Eye For Film >> Movies >> The Signal (2007) DVD Review
Reviewed by: Anton BitelRead Anton Bitel's film review of The Signal
The three writer/directors of The Signal, David Bruckner, Jacob Gentry and Dan Bush, are all present for the audio commentary on this DVD, although, rather unconventionally, each absents himself for his own section of the film, leaving it to the other two (who were on-set as DPs and dogsbodies) to offer their perspectives.
During this odd yet effective three-step, we learn that AJ Bowen (as Lewis) sported a beard to conceal a facial 'disfigurement' that the actor had incurred in a knife fight, and that some of the shuffling extras viewed in the background were genuinely oblivious 'crack zombie' passers-by searching for drugs on Atlanta's streets. The budget was "extremely low", and the shoot lasted a mere 13 days. All three filmmakers remain infectiously enthusiastic about their "huge experiment", and claim to be "still noting discoveries" in it every time they rewatch. They are not alone.

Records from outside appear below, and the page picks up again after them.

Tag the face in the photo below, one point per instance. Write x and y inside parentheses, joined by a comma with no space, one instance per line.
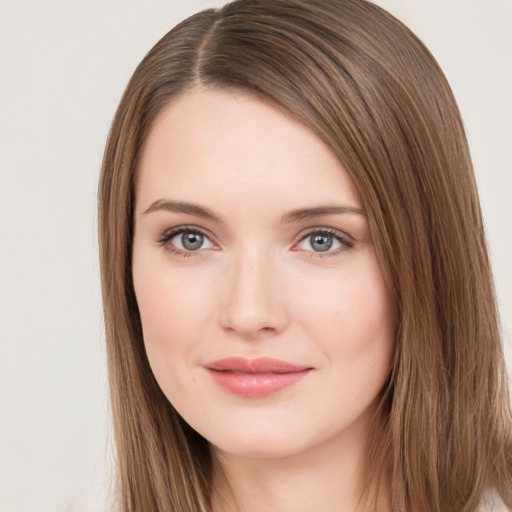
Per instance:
(266,318)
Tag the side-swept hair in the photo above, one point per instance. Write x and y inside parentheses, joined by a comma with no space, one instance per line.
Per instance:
(374,94)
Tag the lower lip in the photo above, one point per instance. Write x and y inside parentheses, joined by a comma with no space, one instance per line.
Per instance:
(256,385)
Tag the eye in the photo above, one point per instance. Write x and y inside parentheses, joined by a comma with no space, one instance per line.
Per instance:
(324,241)
(185,240)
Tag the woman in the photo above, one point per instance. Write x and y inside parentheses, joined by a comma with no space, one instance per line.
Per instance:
(298,300)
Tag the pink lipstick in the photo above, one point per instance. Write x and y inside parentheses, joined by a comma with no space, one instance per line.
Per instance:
(255,378)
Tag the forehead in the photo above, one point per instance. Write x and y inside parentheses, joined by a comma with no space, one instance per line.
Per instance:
(212,145)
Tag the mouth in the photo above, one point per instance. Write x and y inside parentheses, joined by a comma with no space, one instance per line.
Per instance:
(255,378)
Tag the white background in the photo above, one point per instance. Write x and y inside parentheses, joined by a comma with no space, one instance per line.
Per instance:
(63,67)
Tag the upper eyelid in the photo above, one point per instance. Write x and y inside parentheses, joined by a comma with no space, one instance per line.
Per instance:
(168,234)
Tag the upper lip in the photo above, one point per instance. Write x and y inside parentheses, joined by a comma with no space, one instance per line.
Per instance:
(258,365)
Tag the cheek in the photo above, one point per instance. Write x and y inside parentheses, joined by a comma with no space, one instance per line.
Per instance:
(173,305)
(353,317)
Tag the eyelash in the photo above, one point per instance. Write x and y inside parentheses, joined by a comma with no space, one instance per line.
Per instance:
(345,243)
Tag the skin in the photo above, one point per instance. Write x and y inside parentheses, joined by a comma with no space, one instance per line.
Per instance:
(257,286)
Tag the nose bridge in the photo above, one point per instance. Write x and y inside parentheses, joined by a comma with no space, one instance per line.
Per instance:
(254,302)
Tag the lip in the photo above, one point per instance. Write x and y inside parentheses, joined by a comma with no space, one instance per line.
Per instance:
(255,378)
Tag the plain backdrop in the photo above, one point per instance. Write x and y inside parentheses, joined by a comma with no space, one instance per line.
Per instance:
(63,67)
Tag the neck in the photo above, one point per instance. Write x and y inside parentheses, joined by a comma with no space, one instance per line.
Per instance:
(327,477)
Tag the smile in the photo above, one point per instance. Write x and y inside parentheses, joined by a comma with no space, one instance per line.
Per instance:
(255,378)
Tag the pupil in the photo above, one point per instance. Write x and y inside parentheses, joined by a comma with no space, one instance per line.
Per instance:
(321,243)
(192,241)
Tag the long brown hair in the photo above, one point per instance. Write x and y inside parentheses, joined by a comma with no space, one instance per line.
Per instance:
(375,95)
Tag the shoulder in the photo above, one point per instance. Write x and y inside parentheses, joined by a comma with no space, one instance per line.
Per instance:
(493,503)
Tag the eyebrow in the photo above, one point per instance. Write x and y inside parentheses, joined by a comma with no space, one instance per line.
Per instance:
(288,218)
(319,211)
(183,207)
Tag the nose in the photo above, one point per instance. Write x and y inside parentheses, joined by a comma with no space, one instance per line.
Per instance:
(254,303)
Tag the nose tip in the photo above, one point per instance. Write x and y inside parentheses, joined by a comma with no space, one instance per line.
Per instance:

Signal Breakdown is a five-minute electronic press kit-style promotional video, with lots of breezy soundbites from cast and crew, including the memorable observation from Jacob Gentry that "people still have to live their lives in an apocalypse". Inside Terminus is a 15-minute making-of featurette, focusing on the distribution of the film among three different directors, and suggesting that the great tonal differences between their respective segments only became clear once shooting had commenced.
Best of all, though, are the extra bits of film included on this disc. The Hap Hapgood Story is the complete 10-minute short film by Jacob Gentry that was to be recycled for the prologue to The Signal. At its full length, and without the cheesy soundtrack that was added to its cut-up version for the feature, it is a brutally haunting piece in its own right, with a memorably disturbing final line to boot.
The Transmission Webepisodes (12 minutes) are three short pieces, each made by one of the three directors, taking place in different parts of Terminus during the same apocalypse that features in The Signal. As David Bruckner explains in his brief introduction, the directors felt that there was "an infinite amount of stories to be told inside Terminus", all of which "ended badly". These are, needless to say, superb slices of life gone horribly awry.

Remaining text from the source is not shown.